In his State of the Union address this week, President Bush pledged support for earmark reform in the budget process, urging Congress to give him the power of a line-item veto to pare down egregiously irresponsible budgets. Bush said this to fervent applause by perhaps one the last fiscal conservatives in the Senate, John McCain.
Two proposals for earmark reform have been put forward: one by Senators Trent Lott (R-Miss.) and Dianne Feinstein (D-Calif.), the other by Senators John McCain (R-Ariz.) and Tom Coburn (R-Okla.). While the aim of both proposals is to reform earmarking in Congress, the proposals differ vastly in their effect on the pork system.
The proposal submitted by Lott and Feinstein does absolutely nothing to reform, alter, or curb the gross spending habits of Congress. The Lott-Feinstein proposal merely informs the public that its tax money is going to kids that play golf on Pebble Beach. Lott and Feinstein admitted that the proposal does not end pork-barrel spending, but attempts “to bring a far greater degree of transparency to the process.” The proposal would still permit officials to insert earmarks into conference reports, but Congress would have to vote on them. The core concepts of the Lott-Feinstein proposal include:
- Making conference reports available to the full Senate at least 24 hours prior to consideration by the full Senate. Additionally, reports must be made available on the Internet.
- Conference reports must include lists of the sponsors of all earmarks and their justifications for the earmark.
- All member requests for earmarks in appropriations bills must be listed in the Congressional Record.
That being said, all earmarks added to conference reports would be allowed a point of order against the earmark, which can be waived with 60 votes. If the point of order were sustained, the earmark would be struck from the bill and sent back to the House for a vote with the questioned items deleted. While this may sound like a workable solution, the existence of quid pro-quo in the Senate would make it nearly impossible to strike earmarks from conference reports. Transparency of the process is nice, but it does not address the problem of frivolous spending despite record deficits.
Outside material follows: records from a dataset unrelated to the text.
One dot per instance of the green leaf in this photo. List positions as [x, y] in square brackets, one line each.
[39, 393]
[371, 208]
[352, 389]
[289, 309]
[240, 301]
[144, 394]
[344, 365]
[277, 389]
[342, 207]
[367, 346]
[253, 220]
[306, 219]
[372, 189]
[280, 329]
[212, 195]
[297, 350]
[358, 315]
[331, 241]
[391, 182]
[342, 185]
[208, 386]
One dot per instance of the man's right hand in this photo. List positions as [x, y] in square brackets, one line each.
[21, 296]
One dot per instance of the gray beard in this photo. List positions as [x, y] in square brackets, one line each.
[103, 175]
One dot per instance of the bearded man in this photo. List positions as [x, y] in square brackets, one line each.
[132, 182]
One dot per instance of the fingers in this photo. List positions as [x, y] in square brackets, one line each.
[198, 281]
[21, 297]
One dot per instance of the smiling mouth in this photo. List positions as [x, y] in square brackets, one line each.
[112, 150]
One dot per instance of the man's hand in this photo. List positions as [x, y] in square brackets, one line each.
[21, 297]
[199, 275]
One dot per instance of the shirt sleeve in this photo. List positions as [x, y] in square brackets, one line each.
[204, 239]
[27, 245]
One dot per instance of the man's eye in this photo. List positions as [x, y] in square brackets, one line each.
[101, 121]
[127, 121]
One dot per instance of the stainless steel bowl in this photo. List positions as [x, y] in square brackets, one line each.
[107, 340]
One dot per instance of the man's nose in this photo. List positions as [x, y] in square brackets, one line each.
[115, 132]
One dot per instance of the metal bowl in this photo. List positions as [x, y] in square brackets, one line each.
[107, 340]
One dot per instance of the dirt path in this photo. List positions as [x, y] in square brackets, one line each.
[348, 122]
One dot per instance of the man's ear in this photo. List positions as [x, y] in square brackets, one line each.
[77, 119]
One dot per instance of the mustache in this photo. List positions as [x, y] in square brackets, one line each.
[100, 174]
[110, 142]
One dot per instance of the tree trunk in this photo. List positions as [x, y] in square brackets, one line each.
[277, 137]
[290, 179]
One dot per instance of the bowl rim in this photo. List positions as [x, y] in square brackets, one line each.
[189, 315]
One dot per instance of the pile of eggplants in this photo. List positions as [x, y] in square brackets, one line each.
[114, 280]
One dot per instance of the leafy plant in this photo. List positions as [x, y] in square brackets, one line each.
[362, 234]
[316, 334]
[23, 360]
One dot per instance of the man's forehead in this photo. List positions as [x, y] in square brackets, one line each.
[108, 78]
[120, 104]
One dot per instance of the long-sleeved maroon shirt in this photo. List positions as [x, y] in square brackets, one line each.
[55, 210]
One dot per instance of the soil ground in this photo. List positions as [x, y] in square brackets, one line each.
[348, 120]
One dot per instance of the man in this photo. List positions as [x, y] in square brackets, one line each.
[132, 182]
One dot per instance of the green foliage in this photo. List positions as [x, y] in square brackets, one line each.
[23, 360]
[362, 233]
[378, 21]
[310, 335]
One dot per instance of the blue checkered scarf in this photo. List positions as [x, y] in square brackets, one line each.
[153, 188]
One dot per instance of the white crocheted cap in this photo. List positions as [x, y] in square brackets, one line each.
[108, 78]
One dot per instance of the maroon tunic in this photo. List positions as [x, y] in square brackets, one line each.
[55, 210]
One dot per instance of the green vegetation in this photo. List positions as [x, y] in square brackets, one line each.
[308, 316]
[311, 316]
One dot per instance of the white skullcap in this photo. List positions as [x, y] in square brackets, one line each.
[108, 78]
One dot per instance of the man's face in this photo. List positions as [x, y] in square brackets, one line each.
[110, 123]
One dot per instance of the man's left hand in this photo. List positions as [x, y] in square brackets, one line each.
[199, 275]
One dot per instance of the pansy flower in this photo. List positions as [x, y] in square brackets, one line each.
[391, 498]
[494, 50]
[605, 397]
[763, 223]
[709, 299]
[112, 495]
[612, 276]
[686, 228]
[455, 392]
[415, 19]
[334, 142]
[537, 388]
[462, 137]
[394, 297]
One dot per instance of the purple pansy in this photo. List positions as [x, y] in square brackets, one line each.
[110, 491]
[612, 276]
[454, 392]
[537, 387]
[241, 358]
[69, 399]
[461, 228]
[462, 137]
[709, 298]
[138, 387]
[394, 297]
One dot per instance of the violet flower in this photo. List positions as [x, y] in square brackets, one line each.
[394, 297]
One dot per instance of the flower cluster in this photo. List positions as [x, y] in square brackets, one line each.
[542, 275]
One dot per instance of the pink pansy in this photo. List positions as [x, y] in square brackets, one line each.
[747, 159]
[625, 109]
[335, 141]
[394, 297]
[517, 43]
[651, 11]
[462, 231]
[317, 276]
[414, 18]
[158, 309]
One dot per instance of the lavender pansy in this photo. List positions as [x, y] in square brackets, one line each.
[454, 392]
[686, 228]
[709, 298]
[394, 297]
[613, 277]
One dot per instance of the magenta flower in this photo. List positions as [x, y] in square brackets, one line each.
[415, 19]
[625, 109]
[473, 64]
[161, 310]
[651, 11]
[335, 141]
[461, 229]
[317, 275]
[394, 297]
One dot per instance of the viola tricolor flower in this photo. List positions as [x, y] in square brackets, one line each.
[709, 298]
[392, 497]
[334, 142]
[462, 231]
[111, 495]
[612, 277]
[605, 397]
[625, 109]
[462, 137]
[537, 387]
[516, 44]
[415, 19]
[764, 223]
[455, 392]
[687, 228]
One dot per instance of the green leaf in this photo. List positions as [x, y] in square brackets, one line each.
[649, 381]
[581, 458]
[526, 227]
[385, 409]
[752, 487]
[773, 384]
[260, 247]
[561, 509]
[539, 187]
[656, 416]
The McCain-Coburn proposal, by contrast, seeks to curb frivolous earmarks and runaway spending sprees. McCain was a fierce opponent of 2005’s enormous highway bill and other pork-laden bills. Despite Coburn’s vote for the highway bill, he is widely known as an opponent of earmarks. In a joint letter that was hand-delivered to each senator yesterday, McCain and Coburn vowed to challenge every earmark inserted in a conference report instead of merely giving senators the “option” to contest pork projects.
McCain and Coburn, who have been outcasts in Congress for their position on earmarking, admitted that while reform was not popular in Congress, the public has a right to expect “accountability in the expenditure of taxpayer dollars.” Earmark reform is the bus many expect McCain to ride all the way to Pennsylvania Avenue, and rightly so. Love them or hate them, McCain and Coburn are the last Reagan Republicans standing in the Senate.
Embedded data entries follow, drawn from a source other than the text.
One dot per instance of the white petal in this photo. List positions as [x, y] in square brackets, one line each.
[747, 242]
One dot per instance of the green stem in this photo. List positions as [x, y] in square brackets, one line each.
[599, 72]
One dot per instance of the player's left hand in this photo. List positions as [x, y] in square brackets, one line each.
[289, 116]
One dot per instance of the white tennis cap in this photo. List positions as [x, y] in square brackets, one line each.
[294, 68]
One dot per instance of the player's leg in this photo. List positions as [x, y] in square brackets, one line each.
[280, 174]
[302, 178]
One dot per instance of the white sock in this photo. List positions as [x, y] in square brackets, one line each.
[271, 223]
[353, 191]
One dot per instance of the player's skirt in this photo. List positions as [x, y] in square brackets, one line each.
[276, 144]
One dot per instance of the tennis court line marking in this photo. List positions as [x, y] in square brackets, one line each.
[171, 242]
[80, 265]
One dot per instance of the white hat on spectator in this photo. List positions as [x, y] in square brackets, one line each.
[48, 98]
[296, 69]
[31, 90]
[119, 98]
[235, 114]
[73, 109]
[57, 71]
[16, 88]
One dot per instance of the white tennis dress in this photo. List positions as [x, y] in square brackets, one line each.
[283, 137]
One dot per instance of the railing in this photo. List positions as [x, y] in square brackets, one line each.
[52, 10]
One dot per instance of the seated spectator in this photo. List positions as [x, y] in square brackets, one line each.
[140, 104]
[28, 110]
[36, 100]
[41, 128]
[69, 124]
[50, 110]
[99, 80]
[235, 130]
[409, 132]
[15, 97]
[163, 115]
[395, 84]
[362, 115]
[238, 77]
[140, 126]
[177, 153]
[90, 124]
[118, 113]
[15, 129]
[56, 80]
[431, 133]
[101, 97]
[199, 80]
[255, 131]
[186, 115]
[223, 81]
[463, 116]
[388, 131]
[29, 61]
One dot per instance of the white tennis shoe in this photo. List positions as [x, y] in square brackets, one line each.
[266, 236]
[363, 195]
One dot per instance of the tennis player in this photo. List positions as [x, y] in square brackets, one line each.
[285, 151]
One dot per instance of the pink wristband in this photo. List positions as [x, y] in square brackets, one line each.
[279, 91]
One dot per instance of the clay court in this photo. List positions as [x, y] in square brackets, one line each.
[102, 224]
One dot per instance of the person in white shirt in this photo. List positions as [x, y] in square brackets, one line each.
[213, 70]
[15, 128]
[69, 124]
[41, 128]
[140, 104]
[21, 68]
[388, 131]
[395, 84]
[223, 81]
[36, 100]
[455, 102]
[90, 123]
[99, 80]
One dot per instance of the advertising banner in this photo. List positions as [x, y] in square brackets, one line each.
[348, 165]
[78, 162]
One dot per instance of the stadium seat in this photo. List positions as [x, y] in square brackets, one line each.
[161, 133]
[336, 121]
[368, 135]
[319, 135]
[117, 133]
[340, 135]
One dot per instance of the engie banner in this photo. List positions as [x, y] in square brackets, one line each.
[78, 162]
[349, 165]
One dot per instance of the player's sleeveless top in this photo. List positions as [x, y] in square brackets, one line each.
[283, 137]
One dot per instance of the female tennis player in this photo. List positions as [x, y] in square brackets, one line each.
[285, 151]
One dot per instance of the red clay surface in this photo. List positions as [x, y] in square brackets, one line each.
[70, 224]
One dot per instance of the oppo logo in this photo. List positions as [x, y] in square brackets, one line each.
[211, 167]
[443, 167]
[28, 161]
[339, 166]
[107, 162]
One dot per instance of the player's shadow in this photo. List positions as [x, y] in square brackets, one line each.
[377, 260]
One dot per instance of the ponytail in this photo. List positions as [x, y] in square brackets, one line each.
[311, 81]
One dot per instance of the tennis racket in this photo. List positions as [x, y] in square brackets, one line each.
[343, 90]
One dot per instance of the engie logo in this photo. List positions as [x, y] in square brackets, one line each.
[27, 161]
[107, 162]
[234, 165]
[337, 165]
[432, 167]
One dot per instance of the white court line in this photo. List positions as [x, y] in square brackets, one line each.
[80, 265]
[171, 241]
While the Lott-Feinstein proposal attempts pansy-waist reform, the McCain-Coburn proposal goes right to the root of the problem. North Carolinians shouldn’t be paying for highways in California, nor should the nation’s taxpayers fund golf lessons for kids. We have gone from 4,126 earmarks in 1994 to nearly triple the amount in 2005. This reckless spending must be ended, and the government and liberal media should actually report the true causes of our sky-high deficit: earmarks.